- Born: 23 September 1887 Mikołajów nad Dniestrem, Austrian Galicia, Austria-Hungary (Mykolaiv, Lviv Oblast, Ukraine)
- Died: 26 June 1941 Sykhiv [uk], Ukrainian SSR, Soviet Union
- Venerated in: Roman Catholic Church Ukrainian Greek Catholic Church
- Beatified: 27 June 2001, Lviv, Ukraine by Pope John Paul II
- Canonized: 27 December 2001
- Major shrine: Our Lady, Health of The Sick Parish Church, Tagaytay City, Cavite
- Feast: 26 June

= Andriy Ishchak =

Ukrainian Catholic priest and martyr (1887–1941)

Andriy Ishchak (Андрі́й Іща́к; 23 September 1887 – 26 June 1941) was a Ukrainian Greek Catholic priest and martyr.

Ishchak was born in the city of Mykolayiv in the Lviv Oblast. He studied theology at universities in Lviv (Ukraine) and Innsbruck (Austria). He received his doctorate of theology from the University of Innsbruck in 1914 and was ordained to the priesthood. He taught Dogmatic Theology and Canon Law at the Lviv Theological Academy from 1928, while serving as priest in the village of Sykhiv.

On 26 June 1941, he was killed in Sykhiv by soldiers of the retreating Soviet Army. He was beatified by Pope John Paul II on 27 June 2001.
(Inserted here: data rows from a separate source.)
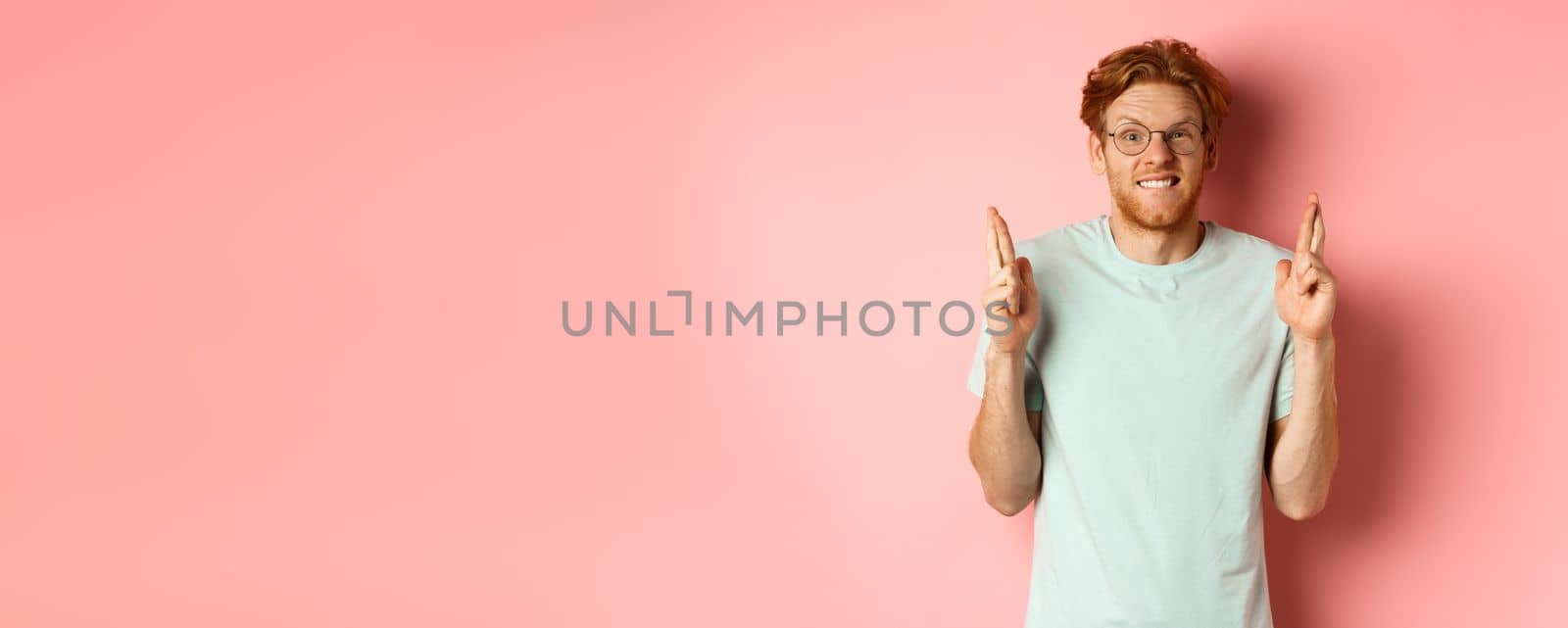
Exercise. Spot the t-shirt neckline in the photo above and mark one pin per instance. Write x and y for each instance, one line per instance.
(1209, 233)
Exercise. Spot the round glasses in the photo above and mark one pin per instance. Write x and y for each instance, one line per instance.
(1133, 138)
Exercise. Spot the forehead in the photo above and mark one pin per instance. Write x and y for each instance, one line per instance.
(1154, 104)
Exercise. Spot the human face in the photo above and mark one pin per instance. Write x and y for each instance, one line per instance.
(1157, 107)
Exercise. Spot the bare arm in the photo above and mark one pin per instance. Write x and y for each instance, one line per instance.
(1004, 444)
(1303, 448)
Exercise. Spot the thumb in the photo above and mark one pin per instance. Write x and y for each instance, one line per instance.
(1282, 272)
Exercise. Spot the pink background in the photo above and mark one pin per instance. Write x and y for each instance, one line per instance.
(282, 347)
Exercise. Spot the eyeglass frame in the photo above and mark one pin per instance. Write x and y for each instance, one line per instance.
(1203, 132)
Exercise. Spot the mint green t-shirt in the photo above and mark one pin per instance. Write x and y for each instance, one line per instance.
(1156, 387)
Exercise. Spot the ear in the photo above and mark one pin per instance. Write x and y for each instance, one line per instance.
(1097, 154)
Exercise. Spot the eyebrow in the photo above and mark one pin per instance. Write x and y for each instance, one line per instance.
(1125, 118)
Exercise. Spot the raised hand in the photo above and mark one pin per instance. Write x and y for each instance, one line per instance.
(1305, 290)
(1010, 293)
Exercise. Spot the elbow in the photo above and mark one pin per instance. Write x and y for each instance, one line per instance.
(1301, 509)
(1007, 507)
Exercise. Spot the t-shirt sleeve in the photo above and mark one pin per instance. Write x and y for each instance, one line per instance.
(1034, 389)
(1285, 382)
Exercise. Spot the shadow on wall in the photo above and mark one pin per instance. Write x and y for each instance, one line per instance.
(1371, 381)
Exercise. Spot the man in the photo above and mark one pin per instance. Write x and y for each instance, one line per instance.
(1144, 371)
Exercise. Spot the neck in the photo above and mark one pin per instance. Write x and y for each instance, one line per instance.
(1156, 246)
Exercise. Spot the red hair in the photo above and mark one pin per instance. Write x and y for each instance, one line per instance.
(1160, 62)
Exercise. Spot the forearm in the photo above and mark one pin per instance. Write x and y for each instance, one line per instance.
(1306, 450)
(1003, 445)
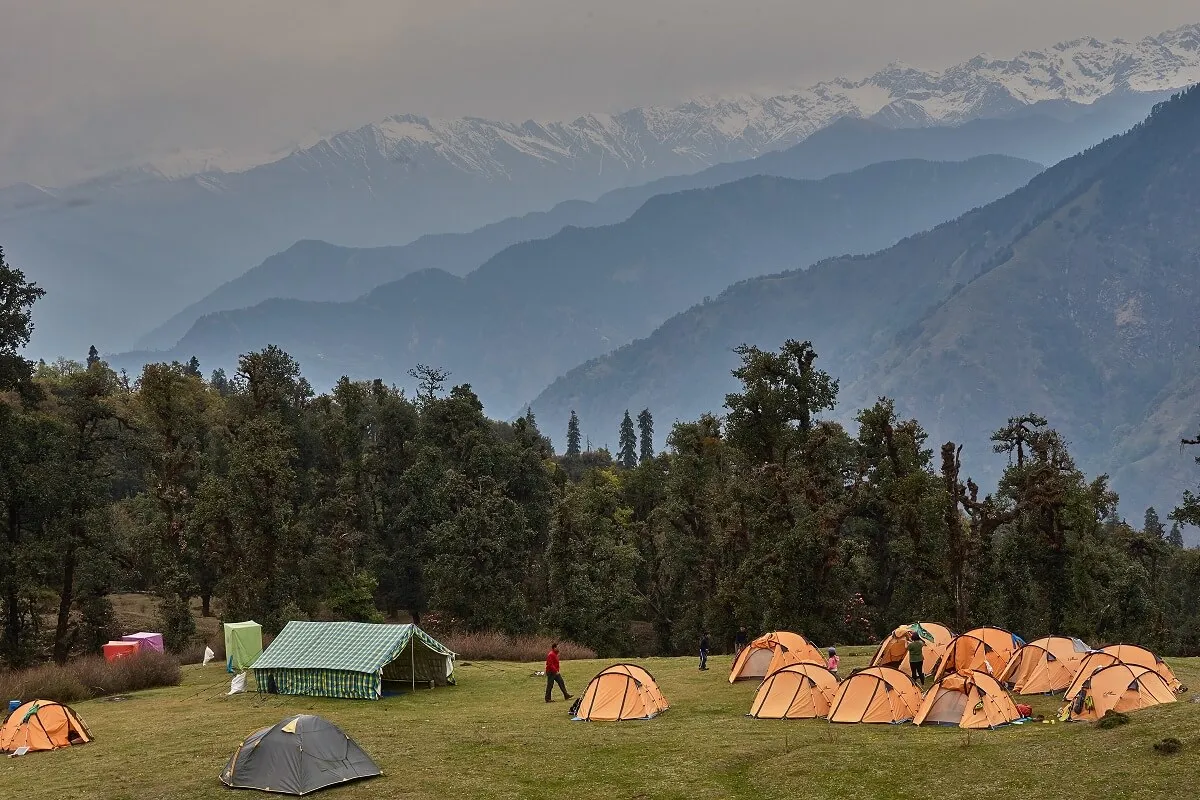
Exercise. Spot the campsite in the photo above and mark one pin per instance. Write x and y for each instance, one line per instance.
(492, 737)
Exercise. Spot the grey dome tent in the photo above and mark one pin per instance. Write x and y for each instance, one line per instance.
(300, 755)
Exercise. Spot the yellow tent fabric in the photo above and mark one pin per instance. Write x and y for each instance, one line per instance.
(1044, 666)
(893, 651)
(973, 701)
(1132, 654)
(42, 725)
(621, 692)
(760, 656)
(798, 691)
(984, 649)
(1120, 687)
(876, 695)
(1091, 663)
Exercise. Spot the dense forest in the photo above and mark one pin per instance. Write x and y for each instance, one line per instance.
(267, 500)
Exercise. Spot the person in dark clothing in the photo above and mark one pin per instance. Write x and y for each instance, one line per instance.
(917, 657)
(552, 674)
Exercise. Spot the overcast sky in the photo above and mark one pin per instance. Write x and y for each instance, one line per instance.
(91, 84)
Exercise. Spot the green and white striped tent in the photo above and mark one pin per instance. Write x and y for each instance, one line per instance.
(351, 660)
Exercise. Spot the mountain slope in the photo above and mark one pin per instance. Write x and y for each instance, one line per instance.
(538, 307)
(321, 271)
(115, 251)
(1074, 296)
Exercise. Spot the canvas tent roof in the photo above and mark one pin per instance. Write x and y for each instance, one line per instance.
(1119, 687)
(349, 659)
(967, 701)
(297, 756)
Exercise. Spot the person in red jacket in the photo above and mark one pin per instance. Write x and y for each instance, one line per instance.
(552, 674)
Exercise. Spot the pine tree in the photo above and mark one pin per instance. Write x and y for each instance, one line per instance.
(573, 435)
(646, 433)
(627, 453)
(1152, 527)
(1175, 539)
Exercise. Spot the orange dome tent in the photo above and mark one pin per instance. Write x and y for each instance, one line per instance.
(970, 701)
(799, 691)
(876, 695)
(1132, 654)
(1091, 663)
(621, 692)
(893, 651)
(1044, 666)
(42, 725)
(771, 651)
(1119, 687)
(985, 649)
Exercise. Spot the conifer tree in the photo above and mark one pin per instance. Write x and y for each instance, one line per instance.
(573, 435)
(646, 435)
(627, 453)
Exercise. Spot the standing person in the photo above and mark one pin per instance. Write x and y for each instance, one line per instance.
(552, 674)
(916, 657)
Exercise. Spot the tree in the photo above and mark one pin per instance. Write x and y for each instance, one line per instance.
(573, 435)
(781, 392)
(17, 299)
(646, 435)
(627, 452)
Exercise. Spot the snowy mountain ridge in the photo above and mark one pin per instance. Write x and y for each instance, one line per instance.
(707, 130)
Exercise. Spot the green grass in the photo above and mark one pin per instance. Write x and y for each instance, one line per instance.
(493, 737)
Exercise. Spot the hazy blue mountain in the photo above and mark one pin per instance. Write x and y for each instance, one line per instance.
(1074, 296)
(123, 252)
(538, 307)
(312, 270)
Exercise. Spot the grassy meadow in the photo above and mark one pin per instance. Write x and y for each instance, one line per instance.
(492, 735)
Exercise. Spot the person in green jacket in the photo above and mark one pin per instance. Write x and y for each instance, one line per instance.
(917, 657)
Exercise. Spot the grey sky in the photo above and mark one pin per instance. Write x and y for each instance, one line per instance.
(90, 84)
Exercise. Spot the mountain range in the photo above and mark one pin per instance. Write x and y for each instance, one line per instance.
(317, 270)
(121, 252)
(538, 308)
(1074, 296)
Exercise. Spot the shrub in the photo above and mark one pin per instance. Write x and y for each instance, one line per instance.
(90, 677)
(499, 647)
(1114, 719)
(1169, 746)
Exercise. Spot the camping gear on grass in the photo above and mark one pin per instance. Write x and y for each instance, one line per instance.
(145, 641)
(300, 755)
(799, 691)
(1132, 654)
(621, 692)
(876, 695)
(351, 660)
(244, 644)
(987, 649)
(973, 699)
(1120, 687)
(42, 725)
(1044, 666)
(114, 650)
(771, 651)
(893, 651)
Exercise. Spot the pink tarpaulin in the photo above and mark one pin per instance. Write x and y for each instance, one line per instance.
(145, 641)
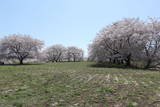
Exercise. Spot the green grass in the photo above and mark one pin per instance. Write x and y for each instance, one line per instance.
(77, 85)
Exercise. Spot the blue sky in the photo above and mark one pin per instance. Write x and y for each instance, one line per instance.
(69, 22)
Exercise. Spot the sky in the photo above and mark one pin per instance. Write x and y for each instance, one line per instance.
(69, 22)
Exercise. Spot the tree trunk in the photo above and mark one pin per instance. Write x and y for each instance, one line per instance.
(148, 64)
(128, 60)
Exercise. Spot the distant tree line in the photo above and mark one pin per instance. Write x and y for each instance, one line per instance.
(129, 41)
(18, 47)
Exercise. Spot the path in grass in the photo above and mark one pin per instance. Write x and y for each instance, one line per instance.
(77, 85)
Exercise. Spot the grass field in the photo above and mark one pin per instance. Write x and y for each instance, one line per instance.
(77, 85)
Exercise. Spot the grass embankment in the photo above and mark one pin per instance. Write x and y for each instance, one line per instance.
(78, 85)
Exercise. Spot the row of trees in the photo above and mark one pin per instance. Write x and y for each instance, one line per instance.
(22, 48)
(128, 41)
(58, 53)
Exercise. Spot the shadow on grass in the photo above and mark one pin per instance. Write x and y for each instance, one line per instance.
(122, 66)
(21, 64)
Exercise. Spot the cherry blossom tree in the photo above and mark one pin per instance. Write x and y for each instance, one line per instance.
(20, 47)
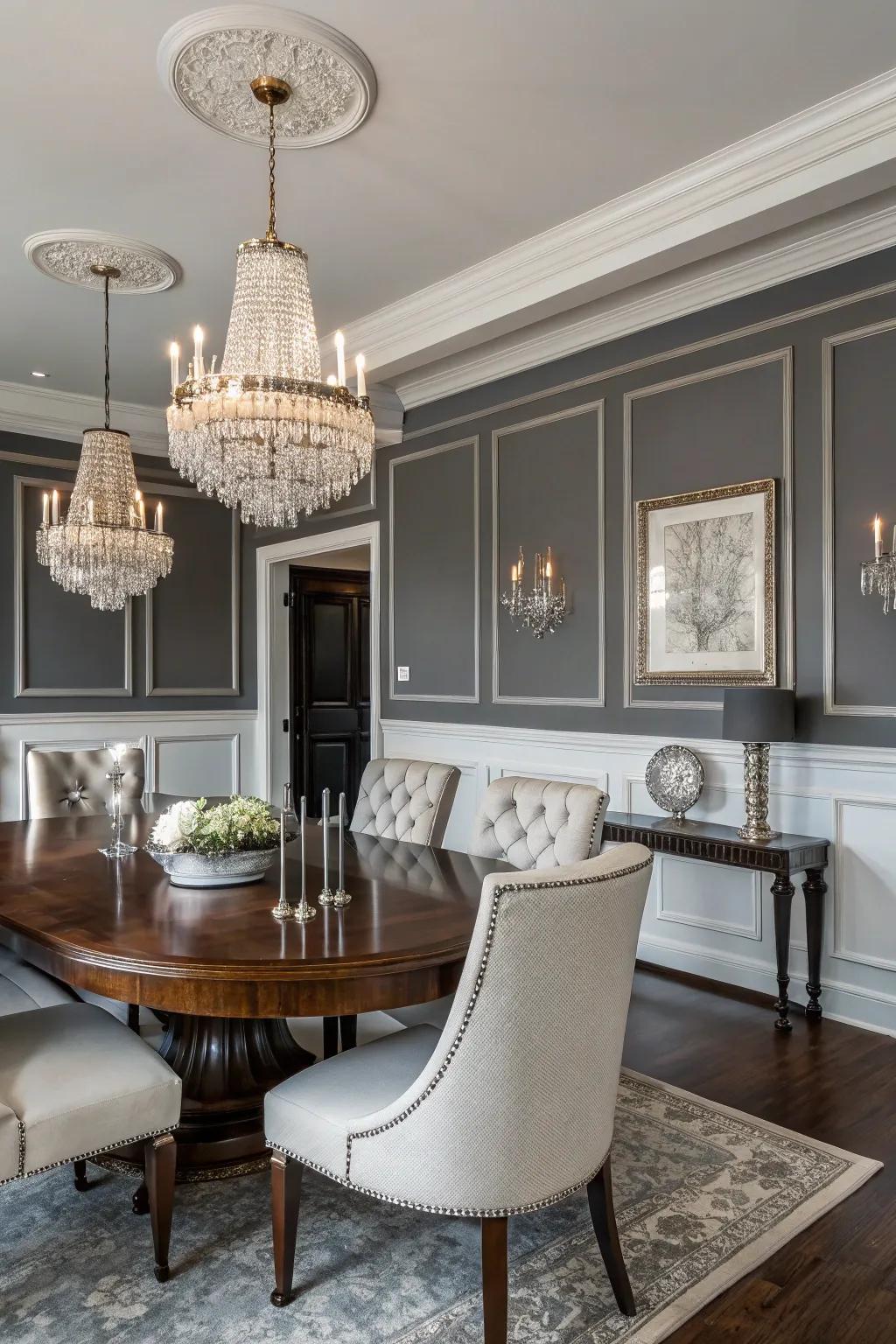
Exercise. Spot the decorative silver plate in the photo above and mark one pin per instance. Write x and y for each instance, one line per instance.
(675, 779)
(226, 870)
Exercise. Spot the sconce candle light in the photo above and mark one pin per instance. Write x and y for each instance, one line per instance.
(878, 576)
(540, 611)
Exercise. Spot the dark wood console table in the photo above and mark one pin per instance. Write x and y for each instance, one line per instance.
(782, 857)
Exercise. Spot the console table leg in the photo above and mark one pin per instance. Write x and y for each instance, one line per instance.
(782, 892)
(815, 889)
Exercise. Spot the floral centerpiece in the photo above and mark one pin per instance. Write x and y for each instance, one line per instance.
(220, 845)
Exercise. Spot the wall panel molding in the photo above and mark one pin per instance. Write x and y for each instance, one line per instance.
(234, 689)
(20, 689)
(587, 702)
(477, 636)
(828, 347)
(785, 562)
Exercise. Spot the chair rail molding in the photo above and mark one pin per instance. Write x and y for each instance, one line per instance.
(294, 549)
(830, 641)
(846, 794)
(587, 702)
(786, 654)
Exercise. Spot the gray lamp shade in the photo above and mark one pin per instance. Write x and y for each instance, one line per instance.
(758, 714)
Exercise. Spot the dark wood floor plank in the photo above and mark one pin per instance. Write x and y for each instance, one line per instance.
(836, 1284)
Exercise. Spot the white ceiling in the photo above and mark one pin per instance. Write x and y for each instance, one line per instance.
(494, 122)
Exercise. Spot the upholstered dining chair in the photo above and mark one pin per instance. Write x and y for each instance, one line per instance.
(531, 824)
(396, 800)
(511, 1108)
(406, 800)
(63, 784)
(74, 1082)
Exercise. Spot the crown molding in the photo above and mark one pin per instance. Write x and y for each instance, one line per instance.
(841, 137)
(52, 414)
(606, 320)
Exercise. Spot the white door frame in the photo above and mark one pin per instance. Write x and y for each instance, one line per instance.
(293, 550)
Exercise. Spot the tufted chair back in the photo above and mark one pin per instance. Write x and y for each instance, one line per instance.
(539, 822)
(406, 800)
(516, 1103)
(63, 784)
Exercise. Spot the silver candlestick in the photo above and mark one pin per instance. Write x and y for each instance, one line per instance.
(326, 895)
(283, 910)
(303, 910)
(341, 897)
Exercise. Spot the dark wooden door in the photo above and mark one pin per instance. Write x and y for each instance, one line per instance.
(331, 683)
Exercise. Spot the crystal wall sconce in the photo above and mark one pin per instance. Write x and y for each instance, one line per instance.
(542, 609)
(878, 576)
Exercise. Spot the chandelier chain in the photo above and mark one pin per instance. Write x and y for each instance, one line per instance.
(271, 210)
(105, 347)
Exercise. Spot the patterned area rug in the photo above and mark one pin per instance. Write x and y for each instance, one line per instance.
(703, 1195)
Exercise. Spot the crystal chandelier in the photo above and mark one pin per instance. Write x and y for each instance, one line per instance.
(265, 431)
(102, 547)
(542, 611)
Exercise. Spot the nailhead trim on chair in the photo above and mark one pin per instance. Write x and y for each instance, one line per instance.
(77, 1158)
(442, 1070)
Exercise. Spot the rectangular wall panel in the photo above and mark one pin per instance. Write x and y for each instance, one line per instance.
(547, 489)
(192, 616)
(434, 571)
(63, 647)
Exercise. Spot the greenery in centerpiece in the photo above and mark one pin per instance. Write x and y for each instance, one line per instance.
(192, 827)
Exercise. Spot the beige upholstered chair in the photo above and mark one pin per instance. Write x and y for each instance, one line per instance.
(406, 800)
(75, 1083)
(511, 1108)
(531, 824)
(23, 988)
(62, 784)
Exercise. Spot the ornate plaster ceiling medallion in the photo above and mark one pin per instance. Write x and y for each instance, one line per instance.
(73, 255)
(208, 60)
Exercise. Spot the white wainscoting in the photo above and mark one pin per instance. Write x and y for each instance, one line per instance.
(206, 752)
(715, 920)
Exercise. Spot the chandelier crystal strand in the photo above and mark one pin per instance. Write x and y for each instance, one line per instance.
(265, 433)
(102, 547)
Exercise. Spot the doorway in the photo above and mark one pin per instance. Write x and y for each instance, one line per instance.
(329, 680)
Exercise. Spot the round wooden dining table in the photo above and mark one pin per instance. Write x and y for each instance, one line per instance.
(220, 970)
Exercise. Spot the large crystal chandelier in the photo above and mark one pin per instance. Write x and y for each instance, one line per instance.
(265, 431)
(102, 547)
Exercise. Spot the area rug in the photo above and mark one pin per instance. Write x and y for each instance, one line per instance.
(703, 1195)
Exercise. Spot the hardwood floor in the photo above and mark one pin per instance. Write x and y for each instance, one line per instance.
(837, 1283)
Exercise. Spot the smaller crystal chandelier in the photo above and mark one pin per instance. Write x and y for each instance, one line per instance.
(102, 547)
(266, 431)
(878, 576)
(542, 611)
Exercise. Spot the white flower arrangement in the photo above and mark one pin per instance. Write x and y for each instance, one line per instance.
(231, 827)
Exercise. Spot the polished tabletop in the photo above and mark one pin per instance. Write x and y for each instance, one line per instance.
(120, 928)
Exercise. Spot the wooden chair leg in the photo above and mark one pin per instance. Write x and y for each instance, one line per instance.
(331, 1037)
(286, 1188)
(607, 1234)
(348, 1031)
(494, 1280)
(160, 1156)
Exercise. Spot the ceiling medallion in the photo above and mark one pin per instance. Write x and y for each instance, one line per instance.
(208, 60)
(102, 547)
(265, 431)
(75, 257)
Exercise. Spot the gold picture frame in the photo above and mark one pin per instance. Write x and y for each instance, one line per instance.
(705, 588)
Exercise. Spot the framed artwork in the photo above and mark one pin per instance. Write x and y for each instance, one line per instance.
(705, 588)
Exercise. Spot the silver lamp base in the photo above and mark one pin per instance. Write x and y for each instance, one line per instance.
(757, 794)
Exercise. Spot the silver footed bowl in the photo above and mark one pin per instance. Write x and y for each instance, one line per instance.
(220, 870)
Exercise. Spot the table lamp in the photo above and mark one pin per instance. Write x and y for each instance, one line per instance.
(757, 715)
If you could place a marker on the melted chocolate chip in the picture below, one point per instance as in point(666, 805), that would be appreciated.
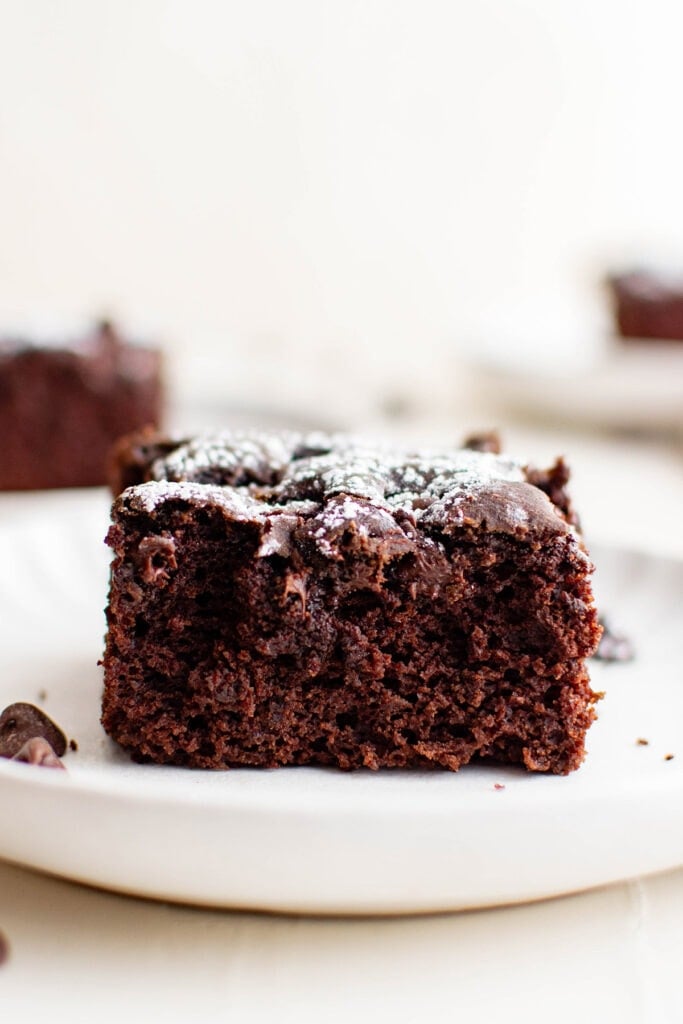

Ivan Kuchytskyi recounts the events of Ishchak's death in his own testimony:

As the war began, the priest was taken from Persenkivka, the neighboring station. Sometime in the afternoon they took him, detained him until the evening, then they let him go. My dad, because they knew each other well, told him: "Father, when they let you go, I would advise you to hide for a few days." It was already clear that the Germans were coming and that the Bolsheviks would be fleeing. "Hide yourself and we'll survive," the priest said: "Ivan, the shepherd doesn't abandon his flock. And I can't leave my parishioners and conceal myself." In two days, the military came and took him from his home. It was overgrown there with bushes, some distance from the parish, maybe half a kilometre. They brought him there and killed him. They shot him in the stomach and it looked like they also stabbed him with a knife.